Not really trying to start an argument here, - - 'less you want to talk about POLITICS :cheesygri (I'm always up for that!!), - - and not trying to 'judge' who may be right or wrong on any particular point (we've all been on both sides of that), - - just saying it's of great value to me (and I'm sure many others), - - to have an architect among us.

The inherent value of this site is the myriad of opinions from all 'walks', - - the vast knowledge comes from no one person, - - but from the sum of 'all', - - that would include (hopefully), me, you, and HIM.

The 'free advice' statement comes from my many experiences with his 'wealth of knowledge' on another site, - - you may not be so aware of it, - - because he's barely even been given a chance on this site.

P.S. Didn't know Boston had a 'backwoods'!! :cheesygri


----------



## mighty anvil (Oct 5, 2005)

Perhaps I didn't expain it properly.

When a conventional plywood or OSB sheathed wall (with maximum nails/screws and glue) is not long enough to provide the required lateral bracing and a double-sided design is inconvenient, it is necessary to further increase the strength of the perimeter attachment of the panels and the connection to the foundation. 

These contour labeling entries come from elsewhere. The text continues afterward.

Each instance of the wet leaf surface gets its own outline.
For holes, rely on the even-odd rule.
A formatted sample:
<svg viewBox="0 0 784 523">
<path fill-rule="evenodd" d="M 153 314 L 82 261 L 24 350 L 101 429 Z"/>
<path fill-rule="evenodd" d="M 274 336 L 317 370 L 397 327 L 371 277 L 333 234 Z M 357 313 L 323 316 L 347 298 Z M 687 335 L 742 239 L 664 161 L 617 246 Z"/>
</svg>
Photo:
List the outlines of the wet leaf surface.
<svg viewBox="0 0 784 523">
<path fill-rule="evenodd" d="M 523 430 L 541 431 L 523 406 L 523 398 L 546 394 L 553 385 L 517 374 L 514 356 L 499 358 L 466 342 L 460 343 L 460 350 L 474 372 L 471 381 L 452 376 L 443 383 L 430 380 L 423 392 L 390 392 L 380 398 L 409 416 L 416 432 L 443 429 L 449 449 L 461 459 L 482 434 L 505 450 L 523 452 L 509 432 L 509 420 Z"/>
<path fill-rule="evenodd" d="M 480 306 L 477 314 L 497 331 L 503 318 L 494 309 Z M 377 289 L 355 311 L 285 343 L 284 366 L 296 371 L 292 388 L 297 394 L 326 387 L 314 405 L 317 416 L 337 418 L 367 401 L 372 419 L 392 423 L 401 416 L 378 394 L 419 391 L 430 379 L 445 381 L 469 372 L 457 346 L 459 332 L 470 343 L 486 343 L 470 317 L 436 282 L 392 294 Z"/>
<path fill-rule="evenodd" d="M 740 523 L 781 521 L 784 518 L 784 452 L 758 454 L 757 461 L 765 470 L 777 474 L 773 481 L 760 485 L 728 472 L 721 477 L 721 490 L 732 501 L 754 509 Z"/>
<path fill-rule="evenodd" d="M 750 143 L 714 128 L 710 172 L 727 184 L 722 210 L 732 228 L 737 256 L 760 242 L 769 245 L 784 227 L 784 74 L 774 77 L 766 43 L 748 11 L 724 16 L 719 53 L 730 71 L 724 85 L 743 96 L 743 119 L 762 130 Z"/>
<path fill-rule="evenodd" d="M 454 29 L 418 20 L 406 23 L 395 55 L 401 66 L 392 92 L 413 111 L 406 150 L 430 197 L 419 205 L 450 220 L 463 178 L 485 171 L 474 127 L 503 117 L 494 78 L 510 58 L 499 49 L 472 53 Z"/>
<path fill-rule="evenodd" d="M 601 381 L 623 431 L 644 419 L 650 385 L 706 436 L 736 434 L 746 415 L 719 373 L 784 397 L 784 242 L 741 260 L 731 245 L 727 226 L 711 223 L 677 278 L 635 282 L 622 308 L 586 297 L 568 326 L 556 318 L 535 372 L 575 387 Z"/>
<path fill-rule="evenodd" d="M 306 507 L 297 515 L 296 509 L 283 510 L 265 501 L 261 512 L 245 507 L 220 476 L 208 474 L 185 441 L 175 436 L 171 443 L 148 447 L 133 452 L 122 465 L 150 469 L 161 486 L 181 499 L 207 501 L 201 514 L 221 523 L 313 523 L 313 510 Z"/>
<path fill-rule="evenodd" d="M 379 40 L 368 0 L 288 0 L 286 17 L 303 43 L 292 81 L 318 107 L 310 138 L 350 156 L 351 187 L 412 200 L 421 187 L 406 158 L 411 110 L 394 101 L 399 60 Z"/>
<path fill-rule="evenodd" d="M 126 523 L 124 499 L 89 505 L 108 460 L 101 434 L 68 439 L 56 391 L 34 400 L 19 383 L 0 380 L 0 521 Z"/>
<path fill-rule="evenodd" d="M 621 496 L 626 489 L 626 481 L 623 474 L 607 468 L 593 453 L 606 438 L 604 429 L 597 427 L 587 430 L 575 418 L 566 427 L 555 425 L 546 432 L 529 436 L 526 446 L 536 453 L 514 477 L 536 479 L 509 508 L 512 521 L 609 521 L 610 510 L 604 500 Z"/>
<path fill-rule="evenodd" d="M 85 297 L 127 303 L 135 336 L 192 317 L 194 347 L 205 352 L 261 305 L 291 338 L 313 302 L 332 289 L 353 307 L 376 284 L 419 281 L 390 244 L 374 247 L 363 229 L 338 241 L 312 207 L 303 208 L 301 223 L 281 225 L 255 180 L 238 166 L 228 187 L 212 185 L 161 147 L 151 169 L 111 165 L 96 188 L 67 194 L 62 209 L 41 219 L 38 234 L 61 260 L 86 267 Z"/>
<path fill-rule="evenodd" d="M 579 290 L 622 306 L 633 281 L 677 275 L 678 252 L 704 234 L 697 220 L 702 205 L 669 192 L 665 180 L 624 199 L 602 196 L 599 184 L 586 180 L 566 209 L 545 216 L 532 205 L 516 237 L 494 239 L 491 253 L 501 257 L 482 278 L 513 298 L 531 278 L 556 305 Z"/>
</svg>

Increasing the thickness of the panel would only add bracing strength if it allowed for greater nail/screw placement and I have never seen evidence of that although I can see a definite benefit in compensating for overdriven nails which is a common and serious problem with nail guns. Whatever the panel thickness, greater perimeter attachment is usually provided by using wider vertical members (3x studs) which allows greater staggering of the nail/screws. Additional bolts are usually added to transfer the greater forces to the foundation. 

Another way to provide greater bracing in a limited wall length is to use a factory built unit like Simpson's Strong-Wall which reinforces the edges of a 15/32" thick OSB panel with steel nailing strips and provides 7/8" hold-down bolts. Even though these prefabricated units provide double or even triple the shear force of conventional walls of the same size, the 1/2" thick OSB panel is not overstresed.
http://www.strongtie.com/products/strongwall/standard.html

Here is a good explanation of lateral bracing methods for homes designed to comply with the IRC. It includes the IRC allowed alternate short shear wall design where 3/8" plywood is allowed.
http://www.co.thurston.wa.us/permitting/docs/Building_Code/Fig 30 Framing Lateral Bracing.pdf

JustaFramer:
The suggestion that a single sided shear wall using 3/4” plywood is equivalent to a double sided shear wall using 1/2” plywood is incorrect and it seemed important to inform the members here of that fact and to explain why. If you are feeling pushed around perhaps you should think twice before making statements on issues about which you have limited knowledge or, alternatively, toughen up about having them corrected and about having your personal insults reported to the administrator.

If this kind of 1&2 family dwelling design information is somehow outside of, or in conflict with, the purpose of the Contractor Talk forum, please ask the administrator to let me know and I will stick to other forums where it is welcomed.


----------



## JustaFramer (Jan 21, 2005)

mighty anvil said:


> Perhaps I didn't expain it properly.
> 
> When a conventional plywood or OSB sheathed wall (with maximum nails/screws and glue) is not long enough to provide the required lateral bracing and a double-sided design is inconvenient, it is necessary to further increase the strength of the perimeter attachment of the panels and the connection to the foundation.
> 
> ...




Again I know the a GC that has engineering for the 3/4" ply so  off


----------